Chronic kidney diseases are a severe and growing worldwide problem with a lack of effective treatments often leading to dialysis, transplantation, and high costs to health care systems. Up to 10% of the global population suffers from kidney disease and in the U.S. alone, kidney diseases account for over $130 billion in annual costs.
Drug development in kidney diseases is experiencing a resurgence due to greater understanding of disease biology, utilization of novel translational platforms and patient stratification tools, and emergence of accelerated regulatory pathways based on surrogate endpoints. These dynamics have converged to create attractive opportunities for the development of precision therapies.

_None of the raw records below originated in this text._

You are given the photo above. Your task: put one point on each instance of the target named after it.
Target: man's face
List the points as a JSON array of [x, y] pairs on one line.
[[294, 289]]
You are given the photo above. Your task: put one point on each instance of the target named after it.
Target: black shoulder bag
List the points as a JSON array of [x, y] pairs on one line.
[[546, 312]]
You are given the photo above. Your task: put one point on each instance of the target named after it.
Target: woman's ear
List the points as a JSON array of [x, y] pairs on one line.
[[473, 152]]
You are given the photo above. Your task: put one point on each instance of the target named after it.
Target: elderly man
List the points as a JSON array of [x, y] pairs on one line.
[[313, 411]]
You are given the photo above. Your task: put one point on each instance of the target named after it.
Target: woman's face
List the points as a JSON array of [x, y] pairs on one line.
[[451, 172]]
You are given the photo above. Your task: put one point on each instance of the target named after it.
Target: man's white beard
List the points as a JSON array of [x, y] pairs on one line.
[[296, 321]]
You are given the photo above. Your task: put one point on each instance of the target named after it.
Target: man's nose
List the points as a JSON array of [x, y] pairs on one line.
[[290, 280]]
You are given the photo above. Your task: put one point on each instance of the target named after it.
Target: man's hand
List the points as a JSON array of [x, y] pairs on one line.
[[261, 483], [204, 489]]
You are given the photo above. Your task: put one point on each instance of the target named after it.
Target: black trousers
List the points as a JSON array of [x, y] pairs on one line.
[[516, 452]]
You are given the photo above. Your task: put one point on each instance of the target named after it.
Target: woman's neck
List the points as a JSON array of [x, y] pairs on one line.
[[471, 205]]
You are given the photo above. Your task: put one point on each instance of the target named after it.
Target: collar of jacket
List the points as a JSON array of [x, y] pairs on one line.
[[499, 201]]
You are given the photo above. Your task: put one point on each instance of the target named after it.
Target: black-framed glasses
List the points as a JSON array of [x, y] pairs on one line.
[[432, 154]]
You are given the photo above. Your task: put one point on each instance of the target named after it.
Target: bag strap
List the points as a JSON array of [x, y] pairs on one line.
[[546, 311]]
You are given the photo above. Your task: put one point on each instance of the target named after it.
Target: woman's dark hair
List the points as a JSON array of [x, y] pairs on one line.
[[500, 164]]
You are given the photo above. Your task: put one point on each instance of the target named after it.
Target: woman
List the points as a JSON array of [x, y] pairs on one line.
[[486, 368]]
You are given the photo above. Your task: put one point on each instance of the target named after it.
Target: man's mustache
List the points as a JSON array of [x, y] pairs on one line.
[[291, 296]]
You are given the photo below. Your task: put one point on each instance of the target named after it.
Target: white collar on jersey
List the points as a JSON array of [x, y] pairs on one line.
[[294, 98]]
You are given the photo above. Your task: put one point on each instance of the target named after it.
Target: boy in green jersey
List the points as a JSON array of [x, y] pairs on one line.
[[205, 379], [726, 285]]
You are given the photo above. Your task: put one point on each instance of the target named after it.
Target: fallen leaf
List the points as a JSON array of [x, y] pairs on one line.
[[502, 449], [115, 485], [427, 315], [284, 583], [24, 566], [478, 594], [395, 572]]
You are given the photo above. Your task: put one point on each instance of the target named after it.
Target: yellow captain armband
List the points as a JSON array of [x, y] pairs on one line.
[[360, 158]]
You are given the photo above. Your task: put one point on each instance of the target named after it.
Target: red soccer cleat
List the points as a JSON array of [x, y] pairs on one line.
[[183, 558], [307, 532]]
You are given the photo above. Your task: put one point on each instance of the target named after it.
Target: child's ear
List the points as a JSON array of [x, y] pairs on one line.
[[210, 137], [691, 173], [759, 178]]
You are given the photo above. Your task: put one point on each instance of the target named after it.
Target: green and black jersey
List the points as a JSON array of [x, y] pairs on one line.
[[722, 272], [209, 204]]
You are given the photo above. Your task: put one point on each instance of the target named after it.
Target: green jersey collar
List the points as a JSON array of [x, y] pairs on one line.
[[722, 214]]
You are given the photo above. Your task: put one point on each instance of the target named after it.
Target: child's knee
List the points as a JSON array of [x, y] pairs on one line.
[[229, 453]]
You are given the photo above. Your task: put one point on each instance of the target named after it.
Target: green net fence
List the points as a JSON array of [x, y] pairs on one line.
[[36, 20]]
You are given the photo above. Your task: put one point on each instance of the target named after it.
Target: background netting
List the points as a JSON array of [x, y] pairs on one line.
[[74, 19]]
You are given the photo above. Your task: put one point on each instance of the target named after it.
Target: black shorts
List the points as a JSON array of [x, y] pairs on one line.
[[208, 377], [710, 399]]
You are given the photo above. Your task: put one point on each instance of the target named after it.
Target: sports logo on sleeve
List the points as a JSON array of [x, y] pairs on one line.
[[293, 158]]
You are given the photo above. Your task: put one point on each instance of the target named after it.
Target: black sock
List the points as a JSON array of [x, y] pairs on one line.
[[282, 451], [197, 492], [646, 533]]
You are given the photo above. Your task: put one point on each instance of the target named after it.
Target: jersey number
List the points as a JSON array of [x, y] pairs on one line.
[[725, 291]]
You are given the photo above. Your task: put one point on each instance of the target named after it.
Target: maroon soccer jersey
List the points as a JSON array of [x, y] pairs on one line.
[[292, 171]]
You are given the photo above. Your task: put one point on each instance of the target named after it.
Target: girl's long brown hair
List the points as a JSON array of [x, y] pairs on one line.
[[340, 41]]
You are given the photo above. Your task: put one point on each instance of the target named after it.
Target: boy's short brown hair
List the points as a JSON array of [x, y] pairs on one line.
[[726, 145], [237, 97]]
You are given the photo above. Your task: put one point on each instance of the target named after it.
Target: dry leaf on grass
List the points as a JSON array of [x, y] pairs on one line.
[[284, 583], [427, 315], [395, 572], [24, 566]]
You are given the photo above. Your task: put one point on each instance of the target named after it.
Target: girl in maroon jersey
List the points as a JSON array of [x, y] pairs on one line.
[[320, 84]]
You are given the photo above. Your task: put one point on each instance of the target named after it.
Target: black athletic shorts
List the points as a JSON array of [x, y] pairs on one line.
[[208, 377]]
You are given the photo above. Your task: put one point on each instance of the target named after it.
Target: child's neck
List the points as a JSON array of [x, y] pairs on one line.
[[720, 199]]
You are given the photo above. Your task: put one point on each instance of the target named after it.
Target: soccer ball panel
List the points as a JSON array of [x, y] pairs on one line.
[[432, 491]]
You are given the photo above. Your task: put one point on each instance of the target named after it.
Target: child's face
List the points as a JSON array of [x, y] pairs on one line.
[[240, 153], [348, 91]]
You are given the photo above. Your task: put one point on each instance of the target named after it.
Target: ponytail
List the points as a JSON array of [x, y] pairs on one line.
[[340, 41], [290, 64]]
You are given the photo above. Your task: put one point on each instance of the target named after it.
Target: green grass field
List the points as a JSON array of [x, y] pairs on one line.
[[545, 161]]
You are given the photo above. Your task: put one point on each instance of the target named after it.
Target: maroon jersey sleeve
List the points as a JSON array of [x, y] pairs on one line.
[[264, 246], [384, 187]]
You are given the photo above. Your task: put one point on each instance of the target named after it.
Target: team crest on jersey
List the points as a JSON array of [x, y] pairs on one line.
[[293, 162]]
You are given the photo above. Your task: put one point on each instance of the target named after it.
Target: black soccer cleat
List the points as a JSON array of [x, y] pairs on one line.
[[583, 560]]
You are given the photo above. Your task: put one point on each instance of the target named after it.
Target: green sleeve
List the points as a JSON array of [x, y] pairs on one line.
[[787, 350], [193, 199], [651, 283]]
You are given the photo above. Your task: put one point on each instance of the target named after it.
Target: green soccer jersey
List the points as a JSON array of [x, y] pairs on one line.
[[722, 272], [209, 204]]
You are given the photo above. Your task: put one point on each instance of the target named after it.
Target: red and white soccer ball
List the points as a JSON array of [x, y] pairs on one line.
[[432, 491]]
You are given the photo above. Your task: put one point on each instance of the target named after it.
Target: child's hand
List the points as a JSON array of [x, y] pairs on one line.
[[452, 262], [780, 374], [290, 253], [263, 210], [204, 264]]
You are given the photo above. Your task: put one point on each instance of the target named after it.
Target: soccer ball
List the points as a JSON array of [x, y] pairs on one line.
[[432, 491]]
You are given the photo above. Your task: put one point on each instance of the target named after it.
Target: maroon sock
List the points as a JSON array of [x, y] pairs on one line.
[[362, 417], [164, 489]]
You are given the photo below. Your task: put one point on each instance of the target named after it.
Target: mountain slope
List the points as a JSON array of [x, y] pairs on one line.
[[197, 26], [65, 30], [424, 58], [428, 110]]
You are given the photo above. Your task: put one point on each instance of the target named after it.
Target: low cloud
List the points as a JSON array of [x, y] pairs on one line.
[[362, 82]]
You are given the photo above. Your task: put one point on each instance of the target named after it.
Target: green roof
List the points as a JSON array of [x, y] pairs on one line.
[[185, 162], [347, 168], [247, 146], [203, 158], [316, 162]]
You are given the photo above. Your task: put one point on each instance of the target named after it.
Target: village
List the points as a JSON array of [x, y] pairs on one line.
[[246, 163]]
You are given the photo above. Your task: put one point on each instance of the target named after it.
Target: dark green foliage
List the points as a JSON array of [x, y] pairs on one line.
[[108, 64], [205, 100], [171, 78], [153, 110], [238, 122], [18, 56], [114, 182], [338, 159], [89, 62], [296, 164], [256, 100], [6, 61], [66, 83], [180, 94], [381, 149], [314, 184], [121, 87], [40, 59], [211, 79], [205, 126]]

At Chinook, we are focused on rare, severe chronic kidney diseases with well-defined clinical pathways. Our lead clinical program is atrasentan, a potent and selective endothelin A (ETA) receptor antagonist. We are currently conducting the phase 3 ALIGN trial of atrasentan for IgA nephropathy (IgAN), phase 2 AFFINITY basket trial for proteinuric glomerular diseases, and phase 2 ASSIST crossover trial for individuals with IgAN on stable doses of a renin-angiotensin system inhibitor (RASi) and an SGLT2 inhibitor (SGLT2i). Our second product candidate, zigakibart (BION-1301), is an anti-APRIL monoclonal antibody in phase 3 and phase 1/2 development for patients with IgAN. Our third product candidate is CHK-336, an oral small molecule lactate dehydrogenase (LDHA) inhibitor that is in phase 1 development for the treatment of primary and idiopathic hyperoxaluria. In addition, we are conducting research programs in other rare, severe chronic kidney diseases. We seek to build our pipeline by leveraging insights from kidney single cell RNA sequencing and large chronic kidney disease, or CKD, patient cohorts that have been comprehensively panomically phenotyped, with retained biosamples and prospective clinical follow-up, to discover and develop therapeutic candidates with mechanisms of action targeted against key kidney disease pathways.